The turnkey, O’Shea says, came when the family determined that the best way to carry on what Denzer started was to sell the business to her and Cucinella.

“I worked for her 13 years — 10 full time and three part time when I had my twin girls,” Cucinella says. “She taught me everything I know….But she was not just a mentor. She was my friend.” As was Denzer’s faithful Papillon, Bodhi, whom Cucinella describes as “a frustrated salesman.” (Readers will be happy to know that the feisty Bodhi is now happily ensconced in the home of the woman who took care of him during Denzer’s buying trips, though, Cucinella adds, he still comes into the shop, perhaps to work with select clientele.)

She remembers Denzer as the consummate saleswoman and stylist:

“She would find the dress that would look perfect on you and then she would tell you why it looks perfect.”

WAG observes that tradition on a bustling morning that serves as a harbinger of the soft seasons. While the phone hums, Cucinella and O’Shea attend to a customer interested in an evening gown, a client who intends to be a quietly elegant mother of the groom in a sleeveless mauve Elie Saab gown with velvet trim and a low-back effect and another who tries on a swingy electric-blue cocktail number.

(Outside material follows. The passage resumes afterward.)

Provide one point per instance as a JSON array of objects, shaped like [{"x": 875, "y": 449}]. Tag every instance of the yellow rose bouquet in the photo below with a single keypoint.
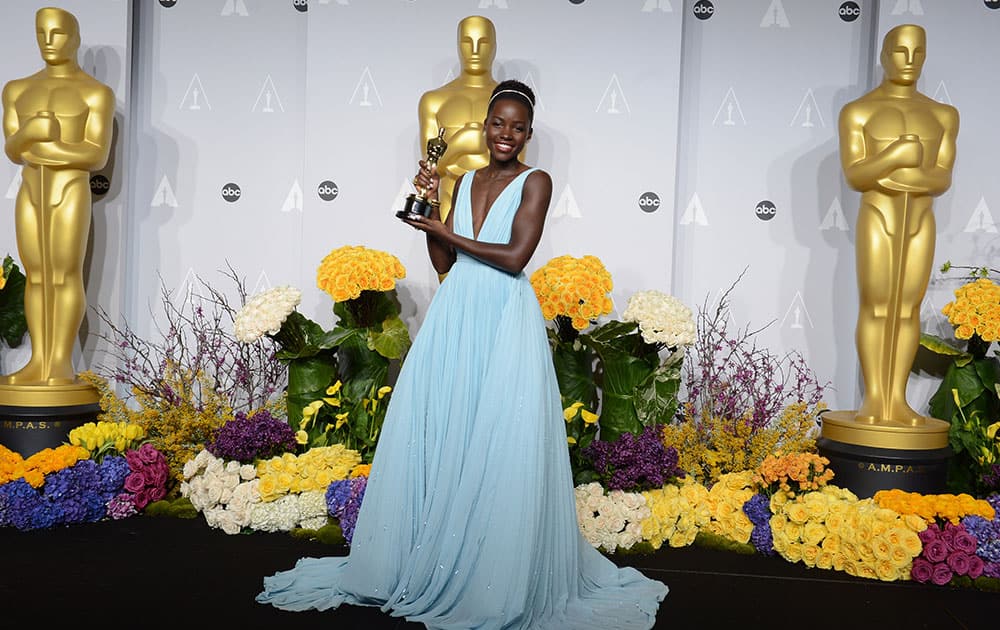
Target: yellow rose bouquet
[{"x": 969, "y": 394}]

As the pair consult, you’re beguiled by an array of creations from day- to evening-wear that stand at color-coordinated attention amid cases and vitrines of equally enticing accessories, such as the fetching lime and animal print clip-ons by Angela Caputi, a designer they planned to meet with during a recent trip to Paris. (See photograph on Page 10.)  Though the two women complement each other — O’Shea in Paula Hian with a look that says “glamorous Greenwich”; Cucinella, an Isabella Rossellini type in Erdem — they are on the same page when it comes to buying. During New York Fashion Week, they both thought, Why buy sleeveless and cover it with a shrug when you can wear the ever-flattering three-quarter sleeves?

They’re a trend, along with the color pink and citrus shades, O’Shea says. For fall, think florals, velvets and embellishments. And always high-low dresses, with a cocktail length in the front that sweeps to a ball-gown finish for a ’50s flair. (Think Kirsten Dunst in Christian Dior at the Oscars.)

Some things, however, remain classic, including the Denzer mix of well-known and new designers — Preen by Thornton Bregazzi, Tony Ward, Alex Teih, Monique Lhuillier and in-house designer Neil Bieff, among them. And the Denzer approach to salesmanship.

“As Mary Jane used to say,” Cucinella recalls, “Don’t just make a sale. Make the right one.”